About 70% of online shoppers abandon their cart before completing their purchase. Two of the top reasons for this are a complicated checkout process and concerns about whether the website will keep financial details safe.
Commercial VRPs make checking out swifter, smoother, and safer. There’s no need to share any sensitive details, making payments safer for both consumers and merchants. Consumers can also set maximum spending limits and pay for anything under those limits with a single click, eliminating friction from the process while keeping them in control of their spending.
Commercial VRPs can help make household bills more manageable in two key ways.
First, if the consumer has an irregular income or gets paid other than once a month, commercial VRPs can manage bills in the way that makes most sense for their financial circumstances.
They could set money aside at regular intervals and pay off the bill at the end of the month, for instance. Or payment could be split into several instalments that coincide with the dates when they receive their salary.
This is a win-win. Customers don’t miss payment or suffer financial hardship because bills are due at the wrong time of the month. And as a merchant, you don’t have to start costly, time-consuming debt collection proceedings that undermine your relationship with the customer and worsen their financial woes.
Second, commercial VRPs can help make bills more affordable.
Consider utilities. Instead of setting up an arbitrary direct debit amount and having to revisit it at regular intervals, commercial VRPs make it possible to pay for actual consumption.
Commercial VRPs make paying for deliveries much easier. The customer can pre-authorise payments within predetermined limits, so they don’t have to leave a card on file or key in their payment details every time they place an order.
Substitutions are also much more straightforward. As a merchant, you don’t have to wait for the customer to accept the substitution and work out the final bills. Instead, you can take a variable amount out of the consumer’s account at the point of delivery.
If you’re a business, commercial VRPs can dynamically set money aside for corporation tax, income tax, VAT, and other deductions whenever a customer buys one of your products or pays an invoice.
But bigger businesses stand to benefit too, because automating the process can save time and free up resources.
Looking ahead: VRPs can redefine the consumer-merchant relationship
In payments, there’s often tension between security and convenience. This was true back when consumers paid for goods by bartering. And it’s even more true now that they pay for most transactions using cashless methods.

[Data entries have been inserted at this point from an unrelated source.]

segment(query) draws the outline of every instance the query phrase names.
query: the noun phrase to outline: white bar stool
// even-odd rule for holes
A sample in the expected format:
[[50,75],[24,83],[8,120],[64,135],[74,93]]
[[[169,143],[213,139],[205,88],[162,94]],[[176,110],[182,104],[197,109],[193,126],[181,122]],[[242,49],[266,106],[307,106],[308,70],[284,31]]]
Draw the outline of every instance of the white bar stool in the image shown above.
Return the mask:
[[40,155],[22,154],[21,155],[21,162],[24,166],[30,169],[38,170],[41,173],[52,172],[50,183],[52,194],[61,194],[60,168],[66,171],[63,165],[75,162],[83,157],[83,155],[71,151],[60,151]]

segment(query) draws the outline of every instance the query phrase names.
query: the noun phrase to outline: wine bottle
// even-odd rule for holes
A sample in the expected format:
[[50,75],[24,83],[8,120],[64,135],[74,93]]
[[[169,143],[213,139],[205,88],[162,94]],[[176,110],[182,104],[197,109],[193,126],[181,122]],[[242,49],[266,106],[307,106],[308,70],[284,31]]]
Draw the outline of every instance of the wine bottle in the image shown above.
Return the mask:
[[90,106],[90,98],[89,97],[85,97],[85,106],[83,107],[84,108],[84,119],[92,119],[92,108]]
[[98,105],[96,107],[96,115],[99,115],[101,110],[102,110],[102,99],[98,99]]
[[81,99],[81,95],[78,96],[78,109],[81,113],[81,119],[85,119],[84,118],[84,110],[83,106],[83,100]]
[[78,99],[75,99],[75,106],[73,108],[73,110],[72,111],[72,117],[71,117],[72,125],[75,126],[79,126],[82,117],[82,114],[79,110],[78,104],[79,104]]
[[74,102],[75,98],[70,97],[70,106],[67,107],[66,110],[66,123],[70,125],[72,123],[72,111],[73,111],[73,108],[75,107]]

Research suggests that, increasingly, consumers would rather not share any personal financial details when they pay. But, equally, nobody likes to fill out lengthy forms and jump through needless hoops in the name of security. Fast, easy payments are the name of the game.
Where traditional payment methods like direct debit and cards make juggling these two competing interests feel like trying to square a circle, VRPs offer the best of both worlds. A more secure payment experience that’s also quick and seamless.
But the change VRPs promise is even more fundamental than this: a redrawing of the relationship between consumers and merchants. This is a positive step forward for both sides.
Consumers will be more financially empowered than they’ve ever been. And, as for merchants, payments will no longer be a risk and a cost centre, but a way to build stronger, longer-lasting relationships with those you serve.